The page on NOVAS clearly says that it is a computer model. Are you disputing this?
The NOVAS computer model is mainly for star predictions. Since the stars are static, I don't really consider it much a feat to model where they are in the sky. A plastic sliding star chart can do that...
Not true. NOVAS is an Astrometric package (that's what the 'A' in 'NOVAS' stands for). Astrometry concerns itself with the
precise location of celestial bodies. A Planisphere ("plastic sliding star chart") can give you a general idea of where in the sky to look for a particular bright star; if you think this is a substitute for real data, I can see why you believe some other of the things you claim to believe.
The stars aren't even static at the precision NOVAS is capable of operating - down in the milliarcsecond range. NOVAS uses a star catalog as input data for star positions (several good ones are available); if you want to know the precise location of a solar-system object, it uses an ephemeris as input data, but this is optional. The JPL ephemerides are commonly used for the major solar-system bodies - the NOVAS documentation tells you what you need to know to use these - but others are available as well. Even if you're not interested in solar system objects, NOVAS still needs to know where earth is relative to the Sun and solar-system barycenter, so it has a built-in ephemeris to calculate that, at slightly lower precision than the better external ephemerides. If you're looking at the NOVAS documentation, see the section about the solarsystem v.1 and solarsystem v.3 routines; which of these and which ephemeris you use determines which the solar system bodies are available. Once NOVAS has the position of a celestial object in one of the coordinate systems it can work with, and your location (otherwise the geocenter), it will tell you where it is relative to that location (in your choice of the coordinate systems it supports); it doesn't care if it's a distant galaxy, star, or solar-system object.

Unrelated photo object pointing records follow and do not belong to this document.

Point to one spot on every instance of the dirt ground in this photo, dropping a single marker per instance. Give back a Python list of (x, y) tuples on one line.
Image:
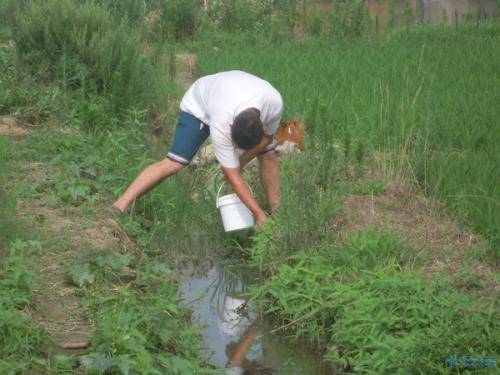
[(72, 236)]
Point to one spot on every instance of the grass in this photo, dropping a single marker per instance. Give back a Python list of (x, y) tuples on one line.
[(427, 96), (372, 314), (363, 302)]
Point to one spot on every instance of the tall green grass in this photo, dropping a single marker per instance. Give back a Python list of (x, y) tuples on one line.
[(426, 95), (88, 50), (372, 315)]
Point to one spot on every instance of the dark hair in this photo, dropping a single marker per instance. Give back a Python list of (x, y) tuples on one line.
[(247, 130)]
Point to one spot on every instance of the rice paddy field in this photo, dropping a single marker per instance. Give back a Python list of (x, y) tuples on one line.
[(428, 97), (383, 256)]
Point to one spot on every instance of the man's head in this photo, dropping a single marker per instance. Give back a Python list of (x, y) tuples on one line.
[(247, 130)]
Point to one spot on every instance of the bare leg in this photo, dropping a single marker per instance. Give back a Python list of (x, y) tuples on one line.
[(270, 178), (147, 179)]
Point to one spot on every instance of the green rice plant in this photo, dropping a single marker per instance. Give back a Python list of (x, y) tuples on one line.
[(399, 95)]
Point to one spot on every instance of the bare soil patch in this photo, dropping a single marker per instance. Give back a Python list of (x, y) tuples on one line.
[(10, 126), (186, 69)]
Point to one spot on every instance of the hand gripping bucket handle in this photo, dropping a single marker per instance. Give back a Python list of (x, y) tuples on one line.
[(222, 185), (235, 215)]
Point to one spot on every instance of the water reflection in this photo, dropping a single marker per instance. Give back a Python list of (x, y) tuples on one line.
[(234, 335)]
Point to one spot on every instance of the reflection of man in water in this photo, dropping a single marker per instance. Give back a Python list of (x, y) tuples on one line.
[(237, 352)]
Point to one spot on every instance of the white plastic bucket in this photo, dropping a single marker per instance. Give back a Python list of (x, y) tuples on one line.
[(235, 215)]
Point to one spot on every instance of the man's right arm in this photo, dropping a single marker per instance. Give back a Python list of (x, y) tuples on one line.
[(241, 189)]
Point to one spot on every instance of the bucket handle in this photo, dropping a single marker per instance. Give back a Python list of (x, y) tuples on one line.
[(224, 182)]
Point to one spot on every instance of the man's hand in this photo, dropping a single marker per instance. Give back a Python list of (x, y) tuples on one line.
[(233, 175)]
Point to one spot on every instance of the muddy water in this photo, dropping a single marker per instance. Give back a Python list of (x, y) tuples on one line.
[(432, 11), (234, 334)]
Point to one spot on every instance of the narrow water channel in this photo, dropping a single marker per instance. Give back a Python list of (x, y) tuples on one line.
[(234, 335)]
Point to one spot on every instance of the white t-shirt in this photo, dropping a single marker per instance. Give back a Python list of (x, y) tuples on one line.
[(218, 98)]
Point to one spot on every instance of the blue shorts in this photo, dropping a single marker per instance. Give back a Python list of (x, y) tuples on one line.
[(190, 134)]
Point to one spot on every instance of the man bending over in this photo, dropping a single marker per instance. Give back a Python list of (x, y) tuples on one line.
[(241, 113)]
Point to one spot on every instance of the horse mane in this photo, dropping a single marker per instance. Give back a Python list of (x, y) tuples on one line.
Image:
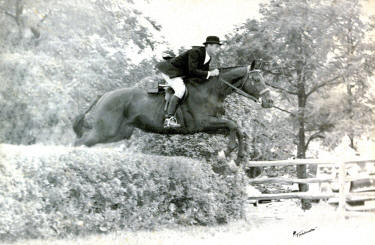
[(224, 69)]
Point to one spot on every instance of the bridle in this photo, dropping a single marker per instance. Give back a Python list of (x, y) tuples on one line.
[(243, 81)]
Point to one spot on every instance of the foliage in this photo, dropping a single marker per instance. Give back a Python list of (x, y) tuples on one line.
[(82, 50), (304, 62), (60, 191)]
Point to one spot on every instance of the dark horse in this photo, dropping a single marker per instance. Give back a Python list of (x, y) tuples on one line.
[(118, 112)]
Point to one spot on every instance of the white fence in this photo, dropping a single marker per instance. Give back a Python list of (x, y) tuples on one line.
[(341, 178)]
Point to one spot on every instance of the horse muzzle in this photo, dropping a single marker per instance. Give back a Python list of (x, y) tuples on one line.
[(267, 103)]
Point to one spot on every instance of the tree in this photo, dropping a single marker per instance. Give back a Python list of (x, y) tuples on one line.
[(298, 39), (84, 49)]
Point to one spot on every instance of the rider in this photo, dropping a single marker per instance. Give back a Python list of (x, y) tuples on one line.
[(192, 63)]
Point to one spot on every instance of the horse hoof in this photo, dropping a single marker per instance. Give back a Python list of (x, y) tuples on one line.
[(232, 166), (221, 155)]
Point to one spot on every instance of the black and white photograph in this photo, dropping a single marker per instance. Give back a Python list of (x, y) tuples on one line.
[(165, 122)]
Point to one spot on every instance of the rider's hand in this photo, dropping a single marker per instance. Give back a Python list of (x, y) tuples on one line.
[(214, 72)]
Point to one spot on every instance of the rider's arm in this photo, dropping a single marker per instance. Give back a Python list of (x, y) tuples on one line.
[(193, 61)]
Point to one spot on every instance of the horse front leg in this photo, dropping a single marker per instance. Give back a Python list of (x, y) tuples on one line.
[(212, 124)]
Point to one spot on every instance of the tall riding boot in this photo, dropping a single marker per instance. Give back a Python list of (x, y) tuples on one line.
[(171, 121)]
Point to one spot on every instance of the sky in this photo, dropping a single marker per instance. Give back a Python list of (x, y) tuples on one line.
[(189, 22)]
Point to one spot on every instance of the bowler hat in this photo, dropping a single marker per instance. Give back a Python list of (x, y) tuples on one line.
[(212, 40)]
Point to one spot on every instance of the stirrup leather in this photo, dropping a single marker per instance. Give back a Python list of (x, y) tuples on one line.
[(171, 122)]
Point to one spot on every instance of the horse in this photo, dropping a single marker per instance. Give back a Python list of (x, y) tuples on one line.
[(118, 112)]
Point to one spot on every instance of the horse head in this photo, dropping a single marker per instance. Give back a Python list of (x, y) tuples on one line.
[(255, 85)]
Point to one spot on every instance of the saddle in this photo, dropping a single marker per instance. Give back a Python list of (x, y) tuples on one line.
[(158, 86)]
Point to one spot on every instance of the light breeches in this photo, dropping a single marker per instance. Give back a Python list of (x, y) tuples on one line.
[(177, 84)]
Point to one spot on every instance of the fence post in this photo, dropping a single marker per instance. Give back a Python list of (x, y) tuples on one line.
[(342, 189)]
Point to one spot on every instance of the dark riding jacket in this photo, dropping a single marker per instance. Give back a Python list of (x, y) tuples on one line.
[(188, 64)]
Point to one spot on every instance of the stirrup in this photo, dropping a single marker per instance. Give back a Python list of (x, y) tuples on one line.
[(171, 122)]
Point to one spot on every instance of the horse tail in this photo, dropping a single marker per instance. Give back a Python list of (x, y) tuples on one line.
[(79, 121)]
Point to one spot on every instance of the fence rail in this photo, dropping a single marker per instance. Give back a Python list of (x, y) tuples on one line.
[(341, 197)]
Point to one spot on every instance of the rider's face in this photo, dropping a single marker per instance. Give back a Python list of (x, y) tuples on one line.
[(212, 49)]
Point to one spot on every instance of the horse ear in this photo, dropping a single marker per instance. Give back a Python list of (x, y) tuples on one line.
[(252, 65)]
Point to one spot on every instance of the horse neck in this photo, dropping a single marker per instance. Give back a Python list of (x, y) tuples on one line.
[(232, 76), (214, 87)]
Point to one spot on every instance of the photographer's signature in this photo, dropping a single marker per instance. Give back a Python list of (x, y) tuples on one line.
[(303, 232)]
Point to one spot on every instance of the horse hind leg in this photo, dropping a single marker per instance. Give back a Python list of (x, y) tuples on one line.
[(88, 139)]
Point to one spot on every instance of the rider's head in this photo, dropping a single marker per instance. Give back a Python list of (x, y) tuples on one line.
[(212, 45)]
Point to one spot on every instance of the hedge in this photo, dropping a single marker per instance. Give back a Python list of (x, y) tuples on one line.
[(56, 191)]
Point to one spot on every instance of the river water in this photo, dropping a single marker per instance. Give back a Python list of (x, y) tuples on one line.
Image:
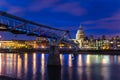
[(33, 66)]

But in regards to the Lunar Eclipse, that is a little more complicated to predict, since it requires orbital dynamics. On NOVAS the link for the Lunar Eclipse predictions are three levels down, and that page says that the times come from the Astronomical Almanac, and also links us to another page for "more info" where we read that eclipses are predicted for 1500 to 2100, which is not something a geometric model, which can predict anything at any year, would state. The range of eclipses sounds more like some astronomer in the past computed those date ranges using the saros cycle.
Where "on NOVAS" (information pages or documentation?) is the link that leads to the Lunar Eclipse predictions pages you refer to? Since NOVAS is not concerned with eclipses
per se, I was surprised to see there would be such a reference, and, since I haven't seen any that are obvious, without exhaustively following all paths down three levels, I can't find it. NOVAS could certainly be used for this purpose, but I doubt many are using it this way. I can think of one person who might, but I'm not sure he's using NOVAS.
The geometric model which "can predict anything at any year" that you refer to simply does not exist. If you are looking for precise predictions, solving the N-body problem for all reasonably-well characterized solar-system objects (including moons and many large and not-quite-so-large asteroids), all of which affect each other at least somewhat, with relativistic effects addressed as needed, is far from trivial. Even if you don't need overly precise predictions, far into the future or past, even very small errors accumulate to become significant. This is not even remotely a "charting" operation.
"Sounds more like". In other words, you're guessing. Do you have any evidence that this is the case? The NASA page says that Saros is used to catalog eclipses; they do not say they they use Saros to predict them, so please don't bring that up again.